There were further sounds of splashing from inside the tank, but faint, like metallic echoes, rather as though a ghost were trying, but failing, to come down and trouble the waters (and indeed, as far as the occupant was concerned, any sort of miracle, being unscientific, was entirely out of the question). Then a choking, bubbling sound was followed by silence, in which the rasping call of a carrion crow came clearly from the fell outside.

Mr. Powell stood up, walked across the concrete floor and took down a shepherd’s crook which was hanging on a peg. Sitting down once more on the edge of the tank, he began unthinkingly to tap with the butt of the crook the rhythm of a current popular song.

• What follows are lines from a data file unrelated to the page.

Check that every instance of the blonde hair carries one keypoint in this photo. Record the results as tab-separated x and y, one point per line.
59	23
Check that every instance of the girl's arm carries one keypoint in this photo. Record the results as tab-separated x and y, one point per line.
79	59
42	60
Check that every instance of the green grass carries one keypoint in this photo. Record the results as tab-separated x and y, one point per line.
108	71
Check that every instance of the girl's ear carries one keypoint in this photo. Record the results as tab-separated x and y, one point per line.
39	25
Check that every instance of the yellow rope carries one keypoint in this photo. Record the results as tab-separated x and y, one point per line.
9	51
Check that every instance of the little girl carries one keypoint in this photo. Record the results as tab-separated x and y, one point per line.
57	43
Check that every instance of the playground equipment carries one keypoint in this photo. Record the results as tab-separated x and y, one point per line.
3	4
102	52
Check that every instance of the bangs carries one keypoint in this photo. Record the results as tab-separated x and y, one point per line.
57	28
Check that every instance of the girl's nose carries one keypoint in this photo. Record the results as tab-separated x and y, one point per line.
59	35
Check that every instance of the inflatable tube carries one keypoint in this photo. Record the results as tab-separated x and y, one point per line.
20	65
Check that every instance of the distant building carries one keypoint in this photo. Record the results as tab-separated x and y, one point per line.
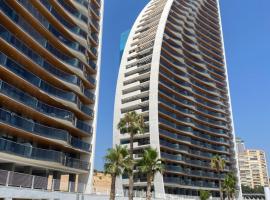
253	166
101	182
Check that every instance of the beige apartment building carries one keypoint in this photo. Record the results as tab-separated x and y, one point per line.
253	167
173	71
49	80
101	183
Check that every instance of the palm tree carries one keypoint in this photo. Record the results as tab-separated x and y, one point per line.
150	164
116	161
132	123
229	185
218	164
204	194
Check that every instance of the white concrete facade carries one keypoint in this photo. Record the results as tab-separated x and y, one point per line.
163	32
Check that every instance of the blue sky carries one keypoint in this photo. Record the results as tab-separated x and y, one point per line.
246	27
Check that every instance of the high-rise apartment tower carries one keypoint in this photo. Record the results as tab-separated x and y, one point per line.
173	71
49	81
252	166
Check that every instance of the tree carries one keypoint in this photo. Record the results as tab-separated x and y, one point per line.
116	161
132	123
150	164
204	194
218	164
229	185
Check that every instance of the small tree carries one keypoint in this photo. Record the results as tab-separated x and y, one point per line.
116	161
132	123
204	194
150	164
218	164
229	185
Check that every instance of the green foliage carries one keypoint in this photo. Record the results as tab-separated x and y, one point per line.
131	123
229	185
116	160
150	164
218	163
204	194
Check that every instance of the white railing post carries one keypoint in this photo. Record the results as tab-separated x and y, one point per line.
69	187
33	182
7	181
52	184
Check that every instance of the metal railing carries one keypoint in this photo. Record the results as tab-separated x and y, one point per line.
15	179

“Er—please, Stephen,” said Dr. Boycott, with a faint smile.

“Oh, sorry.”

The large mongrel dog in the tank was continuing to struggle with its front paws, but so feebly now that its body, from neck to rump, hung almost vertically in the water. The spaniel-like ears were outspread, floating on either side of the head like wings, but the eyes were submerged and only the black, delicately lyrated nose broke the surface. As Mr. Powell watched, this too went under, rose again for an instant and then sank. The body, foreshortened by refraction as it descended, seemed to move sideways from its former floating position, finally appearing on the bottom of the tank as an almost flattened mass and disturbing round its sides, as it settled, little clouds of dirty silt. Dr. Boycott clicked the stop-watch. Mr. Powell, looking quickly back to see whether he had noticed the silt (for his chief was particular about the cleanliness of equipment), made a mental note to insist to Tyson, the caretaker and head-keeper, that the tank should be emptied and cleaned tomorrow. Then, allowing for the refraction with the skill of a certain amount of practice, he plunged in the crook, engaged the dog’s collar and began to drag it to the surface. After a moment, however, he faltered, dropped the crook and stood up, wincing, while the body subsided once more to the floor of the tank.

“Christ, it’s heavy,” he said. “Oh, no, chief, I don’t mean it’s any heavier than usual, of course, only I pulled a muscle in my wrist last night and it’s been giving me a spot of gyppo. Never mind, never say die, here goes.”

“I’m sorry,” said Dr. Boycott. “Let me help you. I wouldn’t want you to suffer avoidably.”

Together they pulled on the crook, raised the heavy, pelt-sodden body head-first, broke the surface tension with a concerted heave and laid the inert dog on a foam-rubber mattress beside the tank. Here it resembled an enormous, drowned fly—very black, with a compressed shape something like that of a raindrop; and smaller than life, on account of a kind of collapse of the limbs and other excrescences into the central mass of the trunk. Mr. Powell began resuscitation; and after a little the dog vomited water and commenced to gasp, though its eyes remained closed.